When high-fidelity AR becomes lightweight and socially acceptable, the “screen” becomes the environment itself. An AI agent could highlight a restaurant on a street corner or display a navigation arrow on the pavement, eliminating the need to seem down at a handheld device. This is the essence of ambient computing: technology that is present and helpful but remains invisible until it is needed.
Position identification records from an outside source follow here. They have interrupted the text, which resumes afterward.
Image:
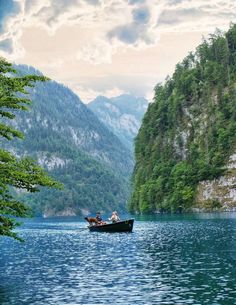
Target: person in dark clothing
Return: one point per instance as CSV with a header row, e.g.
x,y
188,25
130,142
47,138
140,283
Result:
x,y
99,217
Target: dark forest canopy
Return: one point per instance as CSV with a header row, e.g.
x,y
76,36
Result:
x,y
189,130
18,173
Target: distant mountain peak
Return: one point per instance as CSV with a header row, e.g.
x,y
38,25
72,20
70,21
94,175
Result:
x,y
121,114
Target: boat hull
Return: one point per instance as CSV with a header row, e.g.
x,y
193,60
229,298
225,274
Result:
x,y
121,226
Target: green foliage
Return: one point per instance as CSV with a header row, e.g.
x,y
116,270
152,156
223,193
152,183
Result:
x,y
189,130
20,174
75,148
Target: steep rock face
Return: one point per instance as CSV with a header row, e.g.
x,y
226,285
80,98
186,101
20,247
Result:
x,y
185,148
122,115
220,192
69,141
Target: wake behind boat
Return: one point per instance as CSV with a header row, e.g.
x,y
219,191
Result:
x,y
120,226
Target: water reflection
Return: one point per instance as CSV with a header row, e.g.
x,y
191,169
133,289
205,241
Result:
x,y
167,260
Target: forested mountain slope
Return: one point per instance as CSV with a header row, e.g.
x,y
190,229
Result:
x,y
76,148
185,149
122,115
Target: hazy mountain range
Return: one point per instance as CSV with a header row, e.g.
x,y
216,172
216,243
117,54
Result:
x,y
69,140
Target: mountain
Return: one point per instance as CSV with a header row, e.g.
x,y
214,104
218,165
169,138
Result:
x,y
122,115
66,138
185,150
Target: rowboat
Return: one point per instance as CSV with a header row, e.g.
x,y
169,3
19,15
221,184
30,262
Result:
x,y
120,226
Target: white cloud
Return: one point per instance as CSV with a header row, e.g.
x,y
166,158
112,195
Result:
x,y
116,23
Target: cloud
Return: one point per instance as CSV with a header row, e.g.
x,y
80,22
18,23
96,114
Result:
x,y
8,8
115,24
6,45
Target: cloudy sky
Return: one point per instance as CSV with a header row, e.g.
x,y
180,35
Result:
x,y
108,47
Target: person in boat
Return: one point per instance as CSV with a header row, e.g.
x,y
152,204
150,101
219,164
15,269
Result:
x,y
99,219
114,217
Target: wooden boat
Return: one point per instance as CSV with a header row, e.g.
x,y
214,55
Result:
x,y
120,226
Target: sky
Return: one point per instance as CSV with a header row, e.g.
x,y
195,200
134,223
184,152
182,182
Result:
x,y
108,47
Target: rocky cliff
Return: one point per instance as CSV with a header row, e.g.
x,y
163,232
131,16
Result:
x,y
122,115
185,149
70,142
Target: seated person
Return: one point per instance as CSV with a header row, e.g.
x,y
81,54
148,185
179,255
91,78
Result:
x,y
99,219
114,217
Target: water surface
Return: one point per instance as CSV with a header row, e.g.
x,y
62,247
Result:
x,y
186,259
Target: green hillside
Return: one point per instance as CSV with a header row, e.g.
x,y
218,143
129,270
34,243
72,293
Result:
x,y
67,139
189,131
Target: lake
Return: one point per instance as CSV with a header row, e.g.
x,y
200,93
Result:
x,y
178,259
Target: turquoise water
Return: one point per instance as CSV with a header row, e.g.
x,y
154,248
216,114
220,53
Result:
x,y
186,259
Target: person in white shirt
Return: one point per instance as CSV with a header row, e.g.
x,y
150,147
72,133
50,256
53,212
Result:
x,y
114,217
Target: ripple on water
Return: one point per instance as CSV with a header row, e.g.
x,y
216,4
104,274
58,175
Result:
x,y
163,262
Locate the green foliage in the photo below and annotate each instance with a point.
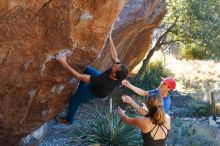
(107, 130)
(187, 134)
(201, 108)
(197, 26)
(150, 79)
(191, 52)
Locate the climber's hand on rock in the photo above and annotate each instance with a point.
(61, 58)
(127, 99)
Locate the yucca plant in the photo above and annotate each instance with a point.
(106, 130)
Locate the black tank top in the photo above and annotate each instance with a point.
(149, 140)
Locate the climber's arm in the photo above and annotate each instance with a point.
(114, 55)
(82, 77)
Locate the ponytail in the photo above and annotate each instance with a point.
(156, 111)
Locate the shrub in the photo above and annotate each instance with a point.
(107, 130)
(187, 134)
(193, 52)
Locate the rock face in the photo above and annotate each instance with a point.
(133, 30)
(34, 87)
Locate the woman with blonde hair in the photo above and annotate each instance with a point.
(154, 124)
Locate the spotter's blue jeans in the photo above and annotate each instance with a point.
(82, 95)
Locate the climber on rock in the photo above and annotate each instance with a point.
(166, 85)
(92, 83)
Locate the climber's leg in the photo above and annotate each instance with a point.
(81, 96)
(89, 71)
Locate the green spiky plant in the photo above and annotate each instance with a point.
(105, 129)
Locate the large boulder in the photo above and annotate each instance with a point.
(34, 87)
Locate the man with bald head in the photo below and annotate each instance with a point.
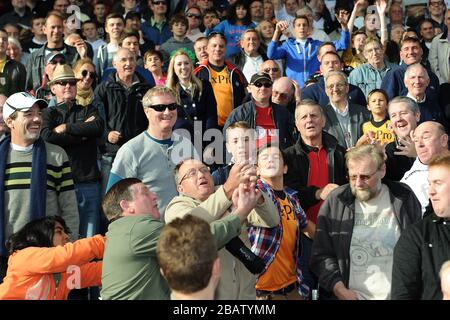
(120, 98)
(417, 81)
(429, 139)
(271, 68)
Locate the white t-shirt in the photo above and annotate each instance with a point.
(375, 234)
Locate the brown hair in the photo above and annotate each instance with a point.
(119, 191)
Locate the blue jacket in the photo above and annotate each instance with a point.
(317, 93)
(301, 65)
(394, 85)
(232, 33)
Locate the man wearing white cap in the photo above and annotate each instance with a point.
(35, 176)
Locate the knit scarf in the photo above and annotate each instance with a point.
(85, 97)
(38, 190)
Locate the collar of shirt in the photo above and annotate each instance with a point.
(418, 101)
(341, 113)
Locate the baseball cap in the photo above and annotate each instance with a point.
(260, 76)
(21, 101)
(51, 56)
(132, 15)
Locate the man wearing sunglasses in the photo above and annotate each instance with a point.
(156, 28)
(152, 155)
(53, 29)
(358, 227)
(75, 128)
(273, 123)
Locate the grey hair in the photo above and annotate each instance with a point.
(335, 73)
(412, 105)
(412, 66)
(14, 41)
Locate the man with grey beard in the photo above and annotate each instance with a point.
(357, 229)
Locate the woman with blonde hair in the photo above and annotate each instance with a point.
(195, 96)
(84, 70)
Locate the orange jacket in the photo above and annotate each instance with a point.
(33, 272)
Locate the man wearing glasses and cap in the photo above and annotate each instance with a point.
(76, 128)
(51, 61)
(152, 155)
(273, 123)
(35, 176)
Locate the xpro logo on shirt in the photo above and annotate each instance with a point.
(220, 79)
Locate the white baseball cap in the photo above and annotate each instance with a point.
(21, 101)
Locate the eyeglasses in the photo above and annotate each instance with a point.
(163, 107)
(194, 172)
(84, 74)
(336, 86)
(363, 177)
(267, 70)
(60, 61)
(193, 15)
(263, 84)
(66, 82)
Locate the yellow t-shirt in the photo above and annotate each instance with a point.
(381, 130)
(2, 65)
(282, 270)
(221, 84)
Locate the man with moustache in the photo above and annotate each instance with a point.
(357, 229)
(35, 176)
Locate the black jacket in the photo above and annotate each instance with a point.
(121, 109)
(13, 78)
(298, 168)
(330, 259)
(358, 115)
(418, 256)
(79, 139)
(283, 120)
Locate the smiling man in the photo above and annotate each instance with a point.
(40, 182)
(357, 229)
(152, 155)
(424, 247)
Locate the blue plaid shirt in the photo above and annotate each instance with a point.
(266, 241)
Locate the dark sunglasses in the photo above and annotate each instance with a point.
(84, 74)
(163, 107)
(193, 15)
(60, 61)
(263, 84)
(65, 82)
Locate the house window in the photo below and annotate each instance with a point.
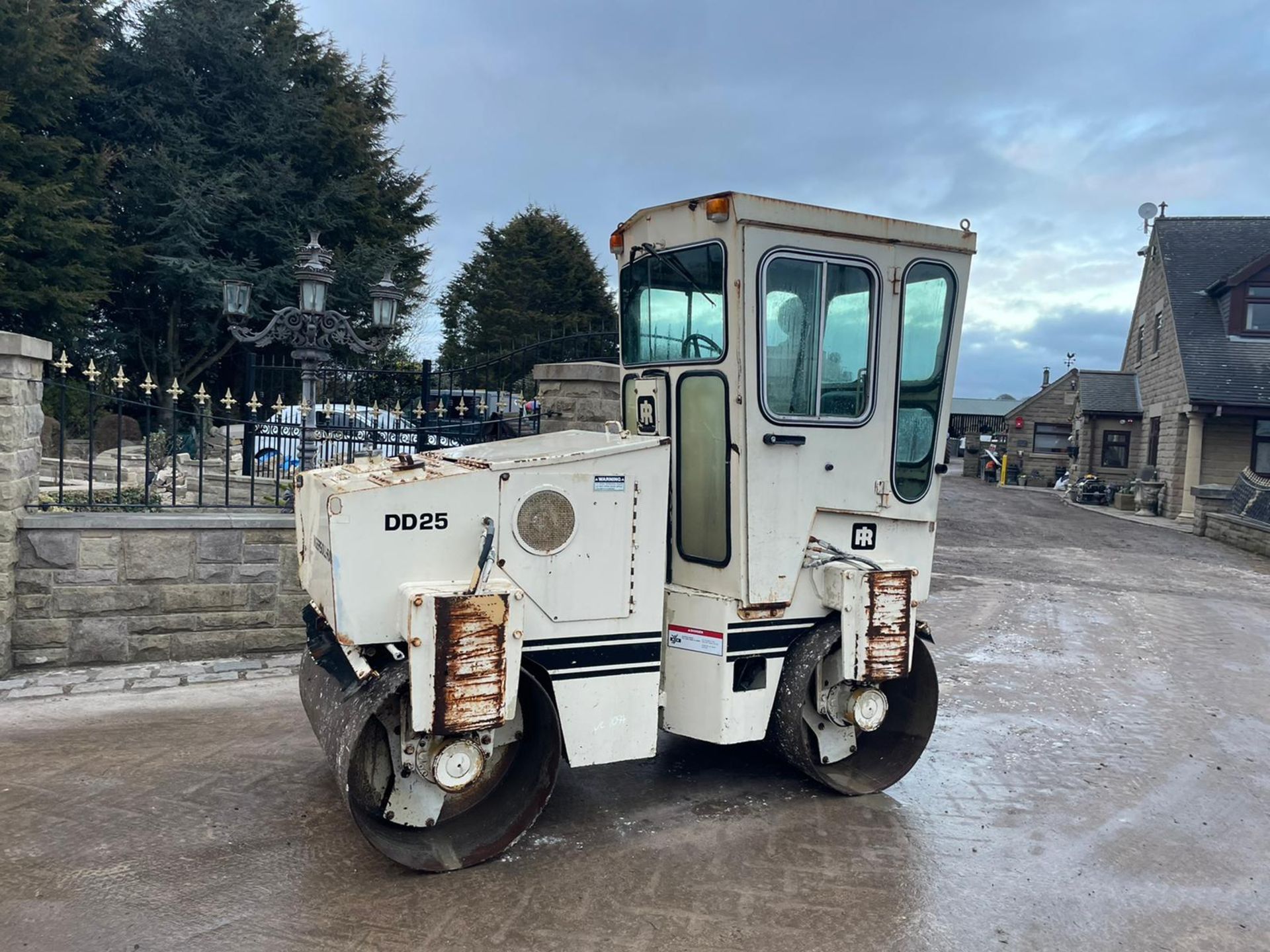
(1050, 437)
(1261, 447)
(1259, 310)
(1115, 450)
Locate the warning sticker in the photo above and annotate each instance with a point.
(609, 484)
(708, 643)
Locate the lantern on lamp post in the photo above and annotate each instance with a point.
(313, 329)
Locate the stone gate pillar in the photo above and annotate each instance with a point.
(578, 395)
(22, 374)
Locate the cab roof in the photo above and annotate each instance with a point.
(798, 216)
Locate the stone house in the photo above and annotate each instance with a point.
(1108, 424)
(1199, 346)
(1039, 429)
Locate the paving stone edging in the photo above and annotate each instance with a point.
(145, 677)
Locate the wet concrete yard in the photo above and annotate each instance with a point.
(1099, 779)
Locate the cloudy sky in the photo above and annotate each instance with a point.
(1046, 124)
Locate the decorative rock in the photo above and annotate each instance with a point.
(99, 640)
(211, 677)
(237, 666)
(97, 687)
(154, 683)
(158, 555)
(99, 553)
(34, 692)
(220, 546)
(48, 550)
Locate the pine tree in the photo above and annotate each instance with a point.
(238, 131)
(55, 239)
(532, 277)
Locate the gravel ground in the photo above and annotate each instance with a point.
(1099, 779)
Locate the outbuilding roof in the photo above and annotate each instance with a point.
(1199, 254)
(973, 407)
(1111, 393)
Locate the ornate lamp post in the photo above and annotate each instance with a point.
(312, 329)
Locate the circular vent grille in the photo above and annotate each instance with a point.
(545, 521)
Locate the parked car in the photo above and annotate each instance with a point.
(343, 430)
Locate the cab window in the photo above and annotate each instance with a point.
(673, 306)
(817, 329)
(926, 319)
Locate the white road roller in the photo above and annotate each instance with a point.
(740, 557)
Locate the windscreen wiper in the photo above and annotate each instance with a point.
(680, 268)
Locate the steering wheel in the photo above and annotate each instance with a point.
(697, 340)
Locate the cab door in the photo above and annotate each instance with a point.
(821, 325)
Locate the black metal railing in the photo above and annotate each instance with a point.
(113, 444)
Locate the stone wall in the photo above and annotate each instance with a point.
(1249, 535)
(1052, 404)
(22, 371)
(154, 587)
(1208, 499)
(581, 395)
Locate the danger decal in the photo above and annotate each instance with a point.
(708, 643)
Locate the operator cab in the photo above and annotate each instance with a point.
(800, 361)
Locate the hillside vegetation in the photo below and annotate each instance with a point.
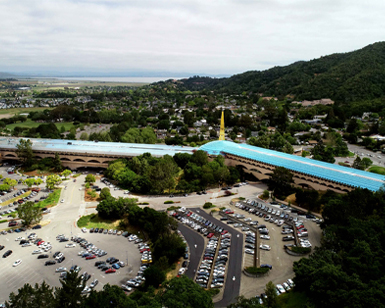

The transition will likely happen in stages. First, the AI agent becomes the primary way we interact with our phones. Second, the hardware shifts toward wearables (glasses, pins, or rings) that act as the sensors for that AI. Finally, the physical phone becomes a processing hub that stays in a bag or pocket, providing the battery and compute power that small wearables cannot yet sustain.
As we move forward, the metric of success for mobile technology will shift from “screen time” to “time saved.” The goal is no longer to keep the user engaged with a glowing rectangle, but to resolve the user’s needs as invisibly and efficiently as possible.
The next major checkpoint in this evolution will be the wide-scale rollout of generative AI updates in the upcoming versions of iOS and Android, which will provide the first real-world data on whether users are actually ready to trade app navigation for AI agency. We will too be watching the next generation of AR hardware to see if the form factor finally catches up to the vision.